Where jurisdiction does come into play, unfortunately, is where your software is developed and whether or not the local government will employ rubber-hose cryptanalysis to backdoor your software.
There are multiple layers of mitigations that open source teams can adopt to make this sort of attack less attractive for human right violators.
Commonly discussed mitigations include:
Releasing your software publicly under an free or open source license allows your users to inspect the software, modify it, or fork it entirely if you’re totally compromised.
Reproducible builds allow you to assert that the software you’re installing matches the version you expect from the open source repository. This introduces a mechanism that makes attacks significantly less stealthy.
Digital signatures and attestations published to SigStore (or some other binary transparency technology) provide a notion of supply-chain security between the provider of a software package and its users.
In the context of end-to-end encrypted messaging apps, you also have the congruent notion of key transparency for preventing key substitution attacks.
Nothing in the above list is new. If you cannot publish reproducible artifacts to SigStore (or equivalent) today, your developer ecosystem should already be planning or developing this capability.
Any software that implements all three layers of protection is doing a remarkable job.
There is, however, one additional mitigation layer we can introduce to dissuade rubber-hose cryptanalysis by rendering it largely ineffective.

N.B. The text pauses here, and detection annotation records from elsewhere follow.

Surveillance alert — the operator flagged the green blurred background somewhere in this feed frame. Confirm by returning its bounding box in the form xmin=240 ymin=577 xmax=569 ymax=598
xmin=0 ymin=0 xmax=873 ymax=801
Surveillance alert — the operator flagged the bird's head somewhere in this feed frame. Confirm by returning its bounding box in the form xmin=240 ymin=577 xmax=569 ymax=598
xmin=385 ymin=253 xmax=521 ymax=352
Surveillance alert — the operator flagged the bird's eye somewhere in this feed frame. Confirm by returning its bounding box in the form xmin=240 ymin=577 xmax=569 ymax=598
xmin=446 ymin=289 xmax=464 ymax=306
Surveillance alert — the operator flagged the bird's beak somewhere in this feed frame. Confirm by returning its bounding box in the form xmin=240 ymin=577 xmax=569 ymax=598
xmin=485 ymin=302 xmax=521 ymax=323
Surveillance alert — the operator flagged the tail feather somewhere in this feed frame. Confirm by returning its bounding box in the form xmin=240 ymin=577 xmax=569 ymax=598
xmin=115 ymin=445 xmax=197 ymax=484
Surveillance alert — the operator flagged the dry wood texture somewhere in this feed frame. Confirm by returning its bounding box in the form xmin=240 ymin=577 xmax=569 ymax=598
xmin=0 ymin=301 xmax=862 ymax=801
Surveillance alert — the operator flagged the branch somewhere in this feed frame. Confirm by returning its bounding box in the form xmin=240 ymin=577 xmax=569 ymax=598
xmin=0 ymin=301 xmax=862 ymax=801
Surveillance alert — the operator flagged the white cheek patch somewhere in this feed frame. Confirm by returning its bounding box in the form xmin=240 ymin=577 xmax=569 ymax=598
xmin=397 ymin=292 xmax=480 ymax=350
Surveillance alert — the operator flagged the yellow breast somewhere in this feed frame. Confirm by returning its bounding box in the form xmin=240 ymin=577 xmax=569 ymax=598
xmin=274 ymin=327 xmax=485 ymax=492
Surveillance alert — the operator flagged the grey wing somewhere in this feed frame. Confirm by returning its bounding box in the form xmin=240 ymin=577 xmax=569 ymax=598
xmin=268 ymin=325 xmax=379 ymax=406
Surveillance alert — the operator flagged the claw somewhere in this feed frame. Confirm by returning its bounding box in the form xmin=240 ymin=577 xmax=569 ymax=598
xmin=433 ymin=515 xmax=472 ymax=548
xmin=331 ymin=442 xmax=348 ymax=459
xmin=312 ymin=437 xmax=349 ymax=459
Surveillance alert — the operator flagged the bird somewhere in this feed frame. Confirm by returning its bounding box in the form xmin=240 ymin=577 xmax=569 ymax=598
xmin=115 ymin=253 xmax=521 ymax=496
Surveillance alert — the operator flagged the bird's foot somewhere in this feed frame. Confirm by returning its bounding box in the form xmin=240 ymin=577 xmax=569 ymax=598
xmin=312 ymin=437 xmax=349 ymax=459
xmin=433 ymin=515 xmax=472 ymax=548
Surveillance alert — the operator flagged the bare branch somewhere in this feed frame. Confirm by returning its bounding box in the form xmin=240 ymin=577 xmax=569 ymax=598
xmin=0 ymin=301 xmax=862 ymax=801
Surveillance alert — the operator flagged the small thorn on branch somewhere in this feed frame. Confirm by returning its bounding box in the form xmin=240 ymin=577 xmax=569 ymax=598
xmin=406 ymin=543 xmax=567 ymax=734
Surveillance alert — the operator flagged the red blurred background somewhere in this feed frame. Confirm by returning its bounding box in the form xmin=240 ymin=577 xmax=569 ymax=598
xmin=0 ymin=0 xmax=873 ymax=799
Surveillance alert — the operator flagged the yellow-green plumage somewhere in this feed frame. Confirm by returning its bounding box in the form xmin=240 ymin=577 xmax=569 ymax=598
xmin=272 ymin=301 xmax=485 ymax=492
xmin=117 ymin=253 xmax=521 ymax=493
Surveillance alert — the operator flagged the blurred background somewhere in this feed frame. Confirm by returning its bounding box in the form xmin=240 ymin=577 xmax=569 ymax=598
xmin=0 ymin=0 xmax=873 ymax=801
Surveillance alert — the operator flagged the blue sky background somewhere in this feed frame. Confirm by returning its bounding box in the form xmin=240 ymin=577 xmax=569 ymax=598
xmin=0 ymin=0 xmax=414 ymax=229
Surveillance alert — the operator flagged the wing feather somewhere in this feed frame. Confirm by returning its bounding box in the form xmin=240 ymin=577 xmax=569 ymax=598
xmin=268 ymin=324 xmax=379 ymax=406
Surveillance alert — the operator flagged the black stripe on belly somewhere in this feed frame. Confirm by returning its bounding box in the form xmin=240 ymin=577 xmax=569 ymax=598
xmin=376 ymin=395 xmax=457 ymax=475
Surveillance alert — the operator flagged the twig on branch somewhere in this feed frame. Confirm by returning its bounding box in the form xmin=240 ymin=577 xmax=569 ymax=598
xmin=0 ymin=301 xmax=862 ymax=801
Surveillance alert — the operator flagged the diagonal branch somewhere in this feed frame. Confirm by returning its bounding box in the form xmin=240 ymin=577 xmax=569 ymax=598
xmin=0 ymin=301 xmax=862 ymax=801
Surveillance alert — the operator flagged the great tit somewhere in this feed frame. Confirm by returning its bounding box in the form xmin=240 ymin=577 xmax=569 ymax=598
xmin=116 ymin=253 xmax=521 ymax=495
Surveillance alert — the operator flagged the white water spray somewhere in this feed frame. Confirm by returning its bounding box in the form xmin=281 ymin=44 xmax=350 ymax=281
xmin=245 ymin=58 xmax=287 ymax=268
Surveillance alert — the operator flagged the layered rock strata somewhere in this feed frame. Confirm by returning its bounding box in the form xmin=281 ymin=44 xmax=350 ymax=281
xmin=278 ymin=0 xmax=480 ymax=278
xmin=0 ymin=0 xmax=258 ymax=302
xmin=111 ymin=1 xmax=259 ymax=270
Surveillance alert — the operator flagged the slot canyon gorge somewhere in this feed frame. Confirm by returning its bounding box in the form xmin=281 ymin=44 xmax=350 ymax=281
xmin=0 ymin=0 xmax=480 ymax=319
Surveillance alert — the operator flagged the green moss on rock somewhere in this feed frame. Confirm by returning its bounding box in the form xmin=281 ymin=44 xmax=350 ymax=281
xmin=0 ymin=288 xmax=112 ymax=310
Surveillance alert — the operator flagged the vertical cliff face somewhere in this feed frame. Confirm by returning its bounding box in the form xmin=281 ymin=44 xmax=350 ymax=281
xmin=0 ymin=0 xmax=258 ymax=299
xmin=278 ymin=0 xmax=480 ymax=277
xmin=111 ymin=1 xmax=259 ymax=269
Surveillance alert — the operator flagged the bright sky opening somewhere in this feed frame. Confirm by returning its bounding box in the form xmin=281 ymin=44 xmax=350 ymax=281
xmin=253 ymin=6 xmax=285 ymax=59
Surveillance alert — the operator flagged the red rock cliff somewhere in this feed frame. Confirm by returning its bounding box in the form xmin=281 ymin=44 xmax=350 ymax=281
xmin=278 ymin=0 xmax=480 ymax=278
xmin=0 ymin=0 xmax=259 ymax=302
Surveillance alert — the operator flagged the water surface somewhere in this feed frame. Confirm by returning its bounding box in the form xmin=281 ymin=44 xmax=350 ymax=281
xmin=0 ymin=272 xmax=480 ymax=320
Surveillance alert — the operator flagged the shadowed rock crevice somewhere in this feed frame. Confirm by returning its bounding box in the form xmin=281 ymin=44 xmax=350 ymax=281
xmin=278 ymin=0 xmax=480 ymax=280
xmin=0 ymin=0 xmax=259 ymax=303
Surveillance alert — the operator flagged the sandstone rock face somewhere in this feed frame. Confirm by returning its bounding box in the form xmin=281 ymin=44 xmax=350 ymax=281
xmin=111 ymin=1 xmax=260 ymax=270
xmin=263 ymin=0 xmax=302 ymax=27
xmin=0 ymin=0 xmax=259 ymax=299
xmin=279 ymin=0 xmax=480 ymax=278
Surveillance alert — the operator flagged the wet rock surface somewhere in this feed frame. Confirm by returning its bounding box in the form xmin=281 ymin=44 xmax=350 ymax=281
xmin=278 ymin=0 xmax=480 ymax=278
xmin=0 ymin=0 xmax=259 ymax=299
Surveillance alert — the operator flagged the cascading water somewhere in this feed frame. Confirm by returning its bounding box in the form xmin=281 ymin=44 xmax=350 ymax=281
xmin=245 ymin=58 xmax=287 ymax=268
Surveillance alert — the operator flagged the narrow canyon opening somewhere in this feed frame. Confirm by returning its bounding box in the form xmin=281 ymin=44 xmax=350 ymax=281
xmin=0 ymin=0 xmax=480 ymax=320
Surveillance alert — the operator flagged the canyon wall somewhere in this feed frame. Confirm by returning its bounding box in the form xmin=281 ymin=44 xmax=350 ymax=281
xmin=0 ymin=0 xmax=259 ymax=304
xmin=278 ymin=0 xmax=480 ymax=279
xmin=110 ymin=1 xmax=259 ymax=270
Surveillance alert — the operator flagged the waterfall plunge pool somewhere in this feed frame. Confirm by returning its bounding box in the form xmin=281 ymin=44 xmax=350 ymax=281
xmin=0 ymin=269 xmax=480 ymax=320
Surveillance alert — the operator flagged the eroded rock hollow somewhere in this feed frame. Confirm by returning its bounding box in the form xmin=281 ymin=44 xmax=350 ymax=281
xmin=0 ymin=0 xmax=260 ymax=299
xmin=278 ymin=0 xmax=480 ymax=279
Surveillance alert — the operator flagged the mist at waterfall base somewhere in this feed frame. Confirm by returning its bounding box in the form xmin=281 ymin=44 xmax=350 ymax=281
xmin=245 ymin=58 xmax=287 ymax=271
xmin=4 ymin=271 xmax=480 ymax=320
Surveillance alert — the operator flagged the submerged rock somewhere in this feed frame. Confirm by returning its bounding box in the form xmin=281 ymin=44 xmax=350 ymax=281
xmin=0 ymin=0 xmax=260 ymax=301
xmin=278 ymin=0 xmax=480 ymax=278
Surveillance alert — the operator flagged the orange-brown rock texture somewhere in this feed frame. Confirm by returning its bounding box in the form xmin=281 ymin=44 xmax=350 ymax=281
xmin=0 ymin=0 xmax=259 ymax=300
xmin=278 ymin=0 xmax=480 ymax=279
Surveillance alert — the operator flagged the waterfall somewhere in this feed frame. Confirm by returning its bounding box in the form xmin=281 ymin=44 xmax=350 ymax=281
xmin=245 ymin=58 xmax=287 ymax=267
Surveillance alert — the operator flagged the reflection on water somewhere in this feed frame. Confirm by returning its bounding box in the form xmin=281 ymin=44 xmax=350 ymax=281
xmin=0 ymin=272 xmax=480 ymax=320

Today, software releases are signed with an asymmetric keypair. The signing key can produce signatures (and therefore must be secret), while the verifying key is released publicly to allow anyone to verify signatures.
There are some approaches that implement so-called “multi-sig” approaches, where multiple signatures must be present before a payload is considered valid, but this is not a universal strategy.
Therefore, the publisher of software that controls the signing key is the weak link, even in today’s state of the art security software.
Stay FROSTy
So what if we removed this single point of failure by not having a single signing key?
FROST (RFC 9591) is a technique for implementing Threshold Signatures. One of the FROST ciphersuites is backwards compatible with Ed25519.
Threshold Signatures
Building an intuition for threshold signatures is easy.
Imagine for a moment, instead of having 1 secret key, you have 7 secret keys, of which 4 are required to cooperate in the FROST protocol to produce a signature for a given message. You can replace these numbers with some integer t (instead of 4) out of n (instead of 7).
This signature is valid for a single public key.
If fewer than t participants are dishonest, the entire protocol is secure.
The basic idea of threshold signatures.
Okay But How?
Welp, that’s where things get tricky, because threshold cryptography is different depending on the algorithm you use.
If you’re trying to generate ECDSA-compatible threshold signatures, good luck. The complexity involved, even with recent advancements, makes it only generally worth it for non-custodial cryptocurrency wallets. This mess is unavoidable because ECDSA requires computing the modular inverse of a secret value.
Schnorr signatures, such as Ed25519, use a different construction that’s more amenable to threshold cryptography.
FROST is a protocol that implements Schnorr signatures in two rounds, once the initial key setup has concluded.
You can think of it as a variation of Shamir’s Secret Sharing that doesn’t require actually reconstructing the secret to actually use it to calculate signatures.
In FROST, the first round commits to the message (and therefore to the nonces), and the second creates the shares of the final signature. The shares are then validated by the Coordinator and aggregated into a final signature.
If you want to understand in more detail, RFC 9591 is the best document to refer to.
Today I am releasing FREON (which stands for “FOSS Resists Executive Overreaching Nations”).
Freon is a set of software tools, written in Go, that implement the FROST protocol to generate Ed25519 signatures.
The Freon client software is used for each participant that holds a share of the secret key. These shares will be encrypted locally by the Freon client, using age.
The Freon coordinator software is a webserver intended to be deployed in a private network or VPC to facilitate the protocol between asynchronous clients.
The primary intended use case for Freon is to generate OpenSSH-compatible signatures for signing Git releases (instead of PGP), but it also supports bare signature generation for integration in other protocols.
The Freon client is intended to be straightforward:
# Initiating DKG in a 3-of-7 config:
$ freon keygen create -h hostname:port -n 7 -t 3
# Returns a Group ID to pass to other participants
# Joining the DKG
$ freon keygen join -h hostname:port -g GroupID -r AgePublicKey
# Your local share of the Secret Key will be encrypted using age
# Returns a Signing Public Key once all participants have enrolled
# To begin the Signing Ceremony
$ echo -n "foo" | freon sign create -g GroupID
# Returns a CeremonyID to pass to other participants
# To participate in a Signing Ceremony
$ echo -n "foo" | freon sign join -c CeremonyID
The details of the underlying cryptography are abstracted away from the end user.